There has been a heavy influx of modern and neo r'n'b in the past few years, but R. Kelly will always remain an important figure in what we now consider “old school r'n'b”. With his twelfth studio album Black Panties, Kelly explained that he wanted to return to his classic sound, “I wanted to change lanes with this new album and remind people of the and 12 Play style of music I can do — 'Kellz music!” (Rolling Stone).

Black Panties is unashamedly a spread of sex music, covering a list of many things that could go down in the bedroom. The r'n'b superstar is his typical creative self when describing bedroom actions, for instance, he compares going down on woman to licking the inside of an Oreo.  But while R. Kelly attempts to offer an updated, enhanced version of 12 Play, he fails to make it as credible as his previous work with the absence of those Kellz classics.

A handful of tracks on this record are undeniably catchy. The album begins with a very promising opener, “Legs Shaking.” With the help of Ludacris, this joint is silky and sexy. “My Story” is also one of the stand-outs, that remains stuck in your head with its sing-along hook.

As with 2 Chainz on “My Story”, the featured rap artists (Future, Migos, Juicy J, and Jeezy are all among them) definitely assist Kelly and often give his music an extra/needed boost. His track with Kelly Rowland, “All The Way,” epitomizes the kind of sound we would expect from this album. Kelly and Kellz, make for an excellent vocal combination to create some seductive r'n'b, something that the singer also does well by himself on “Genius”.  

Sonically, the album is on-point providing a familiar, smooth, yet slightly updated r'n'b sound-- after all, Kelly does have to keep up with the new age r'n'bers in some way. But what is lacking on this record is lyrical strength. Kelly falls flat on some of the tracks, failing to keep the listener captivated throughout the album. At times, the hooks get a bit repetitive and his words are unimaginative. “Marry The Pussy” is a good example of this.
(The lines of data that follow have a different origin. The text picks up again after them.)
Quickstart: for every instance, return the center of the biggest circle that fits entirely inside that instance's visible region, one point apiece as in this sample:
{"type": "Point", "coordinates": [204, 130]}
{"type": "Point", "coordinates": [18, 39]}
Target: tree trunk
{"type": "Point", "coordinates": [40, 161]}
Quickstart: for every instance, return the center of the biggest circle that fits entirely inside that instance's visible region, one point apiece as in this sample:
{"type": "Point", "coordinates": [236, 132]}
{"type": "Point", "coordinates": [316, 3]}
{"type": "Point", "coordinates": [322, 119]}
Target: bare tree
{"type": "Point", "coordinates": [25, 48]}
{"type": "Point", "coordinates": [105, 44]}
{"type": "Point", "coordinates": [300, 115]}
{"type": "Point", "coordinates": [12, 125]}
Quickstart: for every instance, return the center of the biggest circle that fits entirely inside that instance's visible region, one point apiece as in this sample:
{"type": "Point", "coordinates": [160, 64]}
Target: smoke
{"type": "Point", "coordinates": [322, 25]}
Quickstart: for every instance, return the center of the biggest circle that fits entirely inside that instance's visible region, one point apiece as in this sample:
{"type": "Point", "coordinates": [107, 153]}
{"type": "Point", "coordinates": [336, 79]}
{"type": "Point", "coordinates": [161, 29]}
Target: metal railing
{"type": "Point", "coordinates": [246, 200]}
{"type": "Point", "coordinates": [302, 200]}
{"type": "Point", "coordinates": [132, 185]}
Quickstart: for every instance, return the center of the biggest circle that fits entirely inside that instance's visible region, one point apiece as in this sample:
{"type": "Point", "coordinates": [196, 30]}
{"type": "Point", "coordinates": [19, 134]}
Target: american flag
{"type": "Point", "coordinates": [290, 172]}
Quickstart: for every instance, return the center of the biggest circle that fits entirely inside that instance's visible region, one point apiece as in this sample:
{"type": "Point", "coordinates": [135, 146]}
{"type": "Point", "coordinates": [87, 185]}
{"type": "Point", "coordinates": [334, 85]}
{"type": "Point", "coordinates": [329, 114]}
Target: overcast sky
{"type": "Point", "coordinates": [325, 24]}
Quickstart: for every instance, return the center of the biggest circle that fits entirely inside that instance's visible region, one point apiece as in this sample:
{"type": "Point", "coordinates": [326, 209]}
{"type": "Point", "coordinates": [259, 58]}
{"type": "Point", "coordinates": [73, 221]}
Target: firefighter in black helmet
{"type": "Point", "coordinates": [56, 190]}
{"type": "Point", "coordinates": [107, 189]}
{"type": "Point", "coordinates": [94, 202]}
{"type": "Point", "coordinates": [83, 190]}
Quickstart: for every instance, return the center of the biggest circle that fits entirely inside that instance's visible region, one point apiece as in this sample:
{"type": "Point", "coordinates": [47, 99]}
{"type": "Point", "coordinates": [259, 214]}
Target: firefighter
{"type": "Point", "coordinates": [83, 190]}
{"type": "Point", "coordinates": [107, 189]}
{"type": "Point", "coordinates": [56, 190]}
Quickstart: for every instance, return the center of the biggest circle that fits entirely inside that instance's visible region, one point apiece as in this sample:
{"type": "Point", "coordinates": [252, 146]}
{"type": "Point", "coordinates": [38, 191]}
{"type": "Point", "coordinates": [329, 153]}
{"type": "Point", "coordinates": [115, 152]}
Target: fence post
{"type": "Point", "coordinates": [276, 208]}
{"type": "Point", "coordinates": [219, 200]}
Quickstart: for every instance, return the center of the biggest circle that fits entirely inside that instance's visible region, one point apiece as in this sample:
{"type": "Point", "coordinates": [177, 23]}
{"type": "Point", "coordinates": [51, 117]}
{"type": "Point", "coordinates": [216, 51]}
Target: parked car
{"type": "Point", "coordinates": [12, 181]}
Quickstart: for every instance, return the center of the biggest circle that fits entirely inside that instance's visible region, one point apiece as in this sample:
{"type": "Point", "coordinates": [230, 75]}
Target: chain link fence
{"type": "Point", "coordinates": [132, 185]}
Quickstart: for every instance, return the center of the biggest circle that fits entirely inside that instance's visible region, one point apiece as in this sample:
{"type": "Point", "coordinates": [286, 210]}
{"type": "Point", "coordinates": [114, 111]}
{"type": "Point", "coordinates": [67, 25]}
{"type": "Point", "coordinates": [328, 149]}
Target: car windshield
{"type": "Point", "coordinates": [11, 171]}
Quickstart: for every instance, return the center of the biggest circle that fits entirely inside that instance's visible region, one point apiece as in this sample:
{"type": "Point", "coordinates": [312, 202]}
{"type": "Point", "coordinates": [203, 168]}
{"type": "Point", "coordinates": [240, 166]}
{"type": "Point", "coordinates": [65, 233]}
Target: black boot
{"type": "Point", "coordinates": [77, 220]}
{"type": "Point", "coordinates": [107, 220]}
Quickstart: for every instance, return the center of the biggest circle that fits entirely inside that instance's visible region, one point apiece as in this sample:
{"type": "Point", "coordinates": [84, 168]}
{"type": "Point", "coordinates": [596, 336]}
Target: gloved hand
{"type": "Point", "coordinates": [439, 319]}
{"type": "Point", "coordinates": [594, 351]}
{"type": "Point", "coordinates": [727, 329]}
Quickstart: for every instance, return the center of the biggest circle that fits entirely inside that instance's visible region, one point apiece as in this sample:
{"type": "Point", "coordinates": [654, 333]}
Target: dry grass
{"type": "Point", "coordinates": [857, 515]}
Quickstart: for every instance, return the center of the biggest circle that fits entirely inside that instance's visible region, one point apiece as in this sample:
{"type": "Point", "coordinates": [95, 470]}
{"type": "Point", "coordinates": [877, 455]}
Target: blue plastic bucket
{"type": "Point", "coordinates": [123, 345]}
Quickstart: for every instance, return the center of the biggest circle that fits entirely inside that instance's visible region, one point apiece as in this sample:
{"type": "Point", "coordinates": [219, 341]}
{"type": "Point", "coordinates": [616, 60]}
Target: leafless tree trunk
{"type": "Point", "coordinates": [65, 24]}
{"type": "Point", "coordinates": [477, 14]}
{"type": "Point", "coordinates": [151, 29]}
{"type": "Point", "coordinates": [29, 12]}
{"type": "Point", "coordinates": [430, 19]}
Kelly relies on the shock factor of the title, and adds in recurrent lyrics to what should have been a stand-out track.

On certain tracks The Pied Piper is deliberately creating humor and embracing self-parody. He gives us some witty one-liners such as, “Make your body sing to me, sounds like R.Kelly’s greatest hits” on “Lights On”. R. Kelly has mammoth amounts of talent, and as funny as Kelly is, we also want him to provide some genuinely dope music. 

That said, “Shut Up," (which was actually released two years ago), clearly shows Kelly is aware of his critics, but chooses to not care what they say. Here, the singer takes a break from the deliberate one-dimension of the album, and gets serious discussing his tough times, such as his throat surgery. It’s refreshing to hear Kellz be real on this track as he speaks from the heart, but it's also somewhat unsettling if you consider his questionable past with underage girls-- should we really shut up about that?

To wrap things up, this album has does have decent tracks. It will make you "SMH" with laughter at Kelly’s willingness to speak so poignantly about his sexual desires. On the whole though, the album falls flat in several places, and leaves you a tad disappointed knowing that R Kelly is capable of so much more.